À l’instar des plongeurs humains, les baleines souffrent de blessures occasionnées par les bulles d’azote qui se forment dans leurs tissus. Des experts découvrent qu’elles n’ont pas de capacités physiologiques particulières, mais plutôt qu´elles savent gérer ce problème. Sauf quand elles sont exposées à des stress multiples, comme les sonars militaires.

Chez les humains, les accidents de décompression sont bien connus. L’azote, un des gaz contenus dans l´air inspiré par le plongeur, se dissout dans le sang et les tissus sous forme de microbulles. Si le plongeur remonte trop rapidement, les bulles grossissent et le gaz ne peut pas être expiré par les poumons. Des lésions plus ou moins graves peuvent apparaître, de la douleur articulaire à la paralysie et jusqu´à la mort. Ces accidents peuvent aussi survenir chez les apnéistes lors de plongées répétitives ou en profondeur extrême.

En avril 2010, le Woods Hole Oceanographic Institution´s Marine Mammal Center (WHOI MMC) a invité 28 experts internationaux en physiologie liée à la plongée, aussi bien chez les humains que les mammifères marins, à participer à un séminaire de trois jours pour faire le point sur leurs connaissances concernant la gestion des gaz sous pression par les mammifères marins. A l´issue du séminaire, les scientifiques ont publié une étude le 21 décembre 2011 sur le site Internet de Proceedings of the Royal Society B.

Gérer le taux d’azote et les bulles …

Chez les mammifères marins, qui passent la majorité de leur temps sous l´eau, les plongées répétées font partie de leur routine quotidienne, sans apparemment causer de blessures. Depuis une cinquantaine d´années et jusqu´à maintenant, les scientifiques ont pensé que ces mammifères disposaient d´une batterie d’adaptations anatomiques, physiologiques et comportementales leur permettant de réduire le taux d´azote dans leur sang et leurs tissus pendant la plongée, et qu´ils n´étaient pas exposés à des accidents de décompression, d´autant plus qu´ils plongent en apnée.

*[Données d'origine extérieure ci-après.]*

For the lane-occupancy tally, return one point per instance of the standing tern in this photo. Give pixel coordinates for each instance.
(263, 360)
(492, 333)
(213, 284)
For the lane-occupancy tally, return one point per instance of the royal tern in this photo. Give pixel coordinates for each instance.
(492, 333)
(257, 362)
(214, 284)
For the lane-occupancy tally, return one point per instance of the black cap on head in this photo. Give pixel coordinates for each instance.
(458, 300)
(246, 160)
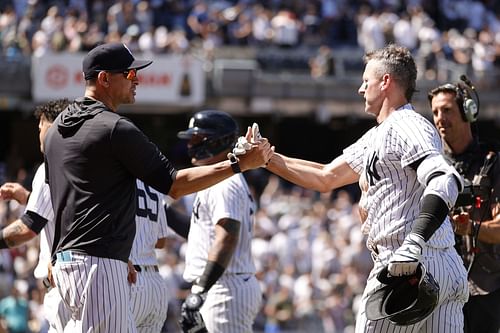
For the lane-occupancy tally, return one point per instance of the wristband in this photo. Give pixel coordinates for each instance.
(3, 244)
(235, 166)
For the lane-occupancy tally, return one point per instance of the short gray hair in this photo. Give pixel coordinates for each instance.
(399, 63)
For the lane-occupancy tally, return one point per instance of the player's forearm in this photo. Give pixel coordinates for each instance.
(16, 234)
(195, 179)
(14, 191)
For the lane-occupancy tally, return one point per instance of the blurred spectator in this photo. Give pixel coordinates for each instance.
(14, 309)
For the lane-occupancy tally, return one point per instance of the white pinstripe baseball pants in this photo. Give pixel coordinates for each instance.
(232, 304)
(149, 301)
(447, 269)
(96, 292)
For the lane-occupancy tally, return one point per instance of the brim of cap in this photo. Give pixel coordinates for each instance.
(140, 64)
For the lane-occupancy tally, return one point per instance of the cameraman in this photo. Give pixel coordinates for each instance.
(476, 215)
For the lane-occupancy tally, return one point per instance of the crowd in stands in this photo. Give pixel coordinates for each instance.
(465, 33)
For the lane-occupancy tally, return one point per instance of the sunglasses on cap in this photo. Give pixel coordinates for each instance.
(129, 74)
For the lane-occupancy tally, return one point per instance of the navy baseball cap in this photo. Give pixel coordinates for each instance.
(110, 57)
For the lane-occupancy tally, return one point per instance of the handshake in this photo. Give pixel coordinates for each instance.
(242, 145)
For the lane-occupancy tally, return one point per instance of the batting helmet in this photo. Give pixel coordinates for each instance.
(403, 300)
(215, 132)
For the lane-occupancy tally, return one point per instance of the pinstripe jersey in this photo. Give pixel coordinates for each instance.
(230, 198)
(151, 224)
(383, 157)
(40, 203)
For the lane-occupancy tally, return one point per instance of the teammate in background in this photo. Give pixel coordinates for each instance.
(37, 217)
(148, 295)
(408, 189)
(478, 225)
(93, 157)
(149, 303)
(218, 255)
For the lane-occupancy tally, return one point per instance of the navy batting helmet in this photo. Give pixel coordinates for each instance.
(404, 300)
(210, 132)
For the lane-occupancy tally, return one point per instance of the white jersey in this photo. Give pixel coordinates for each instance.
(232, 199)
(39, 202)
(382, 156)
(151, 225)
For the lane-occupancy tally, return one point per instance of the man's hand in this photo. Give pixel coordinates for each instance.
(406, 259)
(191, 320)
(14, 191)
(259, 154)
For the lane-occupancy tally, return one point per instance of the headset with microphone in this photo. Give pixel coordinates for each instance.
(469, 108)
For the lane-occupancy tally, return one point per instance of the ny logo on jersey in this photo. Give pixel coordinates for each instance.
(371, 169)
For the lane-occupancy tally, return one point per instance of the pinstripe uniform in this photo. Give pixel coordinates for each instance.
(148, 296)
(39, 202)
(383, 157)
(234, 300)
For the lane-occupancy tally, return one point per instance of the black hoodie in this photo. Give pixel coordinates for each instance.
(93, 157)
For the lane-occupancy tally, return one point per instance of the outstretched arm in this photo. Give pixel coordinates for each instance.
(312, 175)
(194, 179)
(15, 234)
(14, 191)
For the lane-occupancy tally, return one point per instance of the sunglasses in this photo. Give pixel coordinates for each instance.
(130, 74)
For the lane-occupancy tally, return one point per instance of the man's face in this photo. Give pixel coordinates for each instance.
(447, 117)
(43, 127)
(371, 90)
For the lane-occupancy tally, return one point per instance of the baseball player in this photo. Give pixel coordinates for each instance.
(149, 301)
(93, 157)
(218, 255)
(37, 217)
(408, 191)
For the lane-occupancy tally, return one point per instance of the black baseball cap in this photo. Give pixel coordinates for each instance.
(110, 57)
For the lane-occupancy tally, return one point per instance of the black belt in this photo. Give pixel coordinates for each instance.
(148, 268)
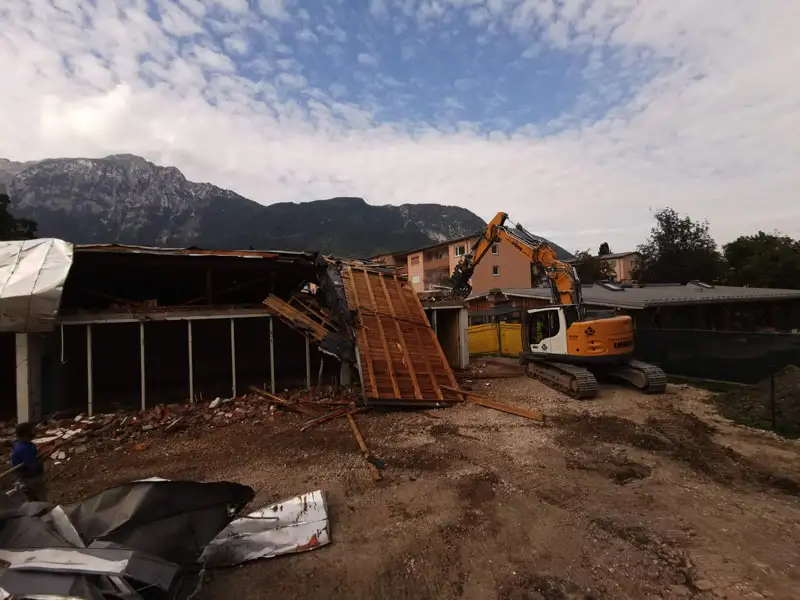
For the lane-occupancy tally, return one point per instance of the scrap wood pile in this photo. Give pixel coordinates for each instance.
(753, 404)
(64, 438)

Mais de récentes études montrent qu´ils peuvent, eux aussi, souffrir de cette formation de bulles de gaz dans leurs tissus dans certaines circonstances. Ces experts suggèrent que, chez les mammifères en plongée, les réponses physiologiques varient en fonction de la présence dans leur environnement d’agents stressants multiples, et que la physiologie des mammifères marins ne consiste pas simplement à minimiser le taux d’azote dans leurs tissus, mais plutôt à le gérer, ou faire avec, de manière très régulière. Ainsi, pour ces chercheurs, la présence et le taux d’azote dans les tissus des mammifères marins pourraient présenter de plus grandes variations qu´ils ne l’avaient cru précédemment.

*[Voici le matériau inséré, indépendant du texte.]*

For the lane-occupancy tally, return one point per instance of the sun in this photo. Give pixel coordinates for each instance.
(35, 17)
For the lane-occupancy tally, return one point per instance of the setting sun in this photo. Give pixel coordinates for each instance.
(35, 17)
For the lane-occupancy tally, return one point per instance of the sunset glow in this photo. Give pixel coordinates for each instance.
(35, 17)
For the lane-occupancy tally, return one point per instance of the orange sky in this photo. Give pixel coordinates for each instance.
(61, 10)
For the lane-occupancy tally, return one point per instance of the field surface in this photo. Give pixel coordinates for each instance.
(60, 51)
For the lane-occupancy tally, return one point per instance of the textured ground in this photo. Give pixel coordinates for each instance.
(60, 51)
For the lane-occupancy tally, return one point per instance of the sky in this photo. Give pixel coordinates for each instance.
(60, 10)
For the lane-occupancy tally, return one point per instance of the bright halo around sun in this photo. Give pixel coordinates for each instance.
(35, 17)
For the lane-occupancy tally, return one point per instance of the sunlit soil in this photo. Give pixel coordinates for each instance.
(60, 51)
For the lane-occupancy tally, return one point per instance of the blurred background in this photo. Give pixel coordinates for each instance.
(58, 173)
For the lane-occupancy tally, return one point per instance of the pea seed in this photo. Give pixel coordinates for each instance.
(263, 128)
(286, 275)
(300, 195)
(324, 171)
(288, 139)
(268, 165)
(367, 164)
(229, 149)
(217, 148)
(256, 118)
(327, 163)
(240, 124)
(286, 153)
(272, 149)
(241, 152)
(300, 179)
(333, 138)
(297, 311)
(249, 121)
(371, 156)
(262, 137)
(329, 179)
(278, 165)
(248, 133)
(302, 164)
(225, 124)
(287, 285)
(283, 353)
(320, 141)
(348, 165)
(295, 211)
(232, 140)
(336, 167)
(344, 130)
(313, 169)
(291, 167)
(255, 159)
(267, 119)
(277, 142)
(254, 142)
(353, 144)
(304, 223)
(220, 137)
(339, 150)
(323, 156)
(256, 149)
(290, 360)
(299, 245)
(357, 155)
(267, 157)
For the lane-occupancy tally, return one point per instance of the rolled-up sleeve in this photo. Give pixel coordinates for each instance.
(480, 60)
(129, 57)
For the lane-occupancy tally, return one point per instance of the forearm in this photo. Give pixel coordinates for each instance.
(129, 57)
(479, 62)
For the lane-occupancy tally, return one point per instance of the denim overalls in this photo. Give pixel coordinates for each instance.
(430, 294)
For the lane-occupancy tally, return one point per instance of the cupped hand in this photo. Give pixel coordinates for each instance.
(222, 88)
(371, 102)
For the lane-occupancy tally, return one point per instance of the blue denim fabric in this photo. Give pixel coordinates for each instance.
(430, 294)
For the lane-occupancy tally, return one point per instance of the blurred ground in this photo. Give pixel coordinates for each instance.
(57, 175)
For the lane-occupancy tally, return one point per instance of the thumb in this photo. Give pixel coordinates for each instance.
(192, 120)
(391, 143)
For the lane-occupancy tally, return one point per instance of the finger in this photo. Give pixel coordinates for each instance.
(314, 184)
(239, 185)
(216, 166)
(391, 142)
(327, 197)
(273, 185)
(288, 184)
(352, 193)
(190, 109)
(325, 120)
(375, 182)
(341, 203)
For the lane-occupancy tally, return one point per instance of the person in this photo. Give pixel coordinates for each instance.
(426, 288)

… à condition de ne pas subir de stress multiples

Les premiers constats et hypothèses de ces chercheurs résultent des nécropsies effectuées sur les carcasses de baleines à bec qui s´étaient échouées sur les plages des îles Canaries en 2002, après avoir été exposées à des exercices de sonars militaires. Pour ces baleines, des lésions graves liées à la formation de bulles de gaz dans leurs tissus ont été mises en évidence. Ce type de son intense pourrait avoir un impact direct sur la formation de bulles d ‘azote ou bien sur le comportement des baleines qui modifieraient le profil de leurs plongées (temps et profondeur), ce qui provoquerait une saturation excessive des tissus et une importante formation de bulles de gaz.

Les experts du WHOI ont utilisé un appareil d’imagerie médicale (CT scanner) pour examiner les carcasses des mammifères marins à différentes pressions pour comprendre le comportement des gaz dans le corps. Pour d´autres études, ils ont eu recours à un dispositif portable à ultrasons pour détecter la présence de gaz chez des dauphins échoués vivants. D´autres études ont porté sur des cachalots et des phoques.

Les chercheurs réunis en séminaire comptent bien poursuivre leurs recherches grâce à ces technologies, car il y a beaucoup à apprendre sur les effets des bulles de gaz au niveau du fonctionnement moléculaire, cellulaire et organique chez les mammifères marins.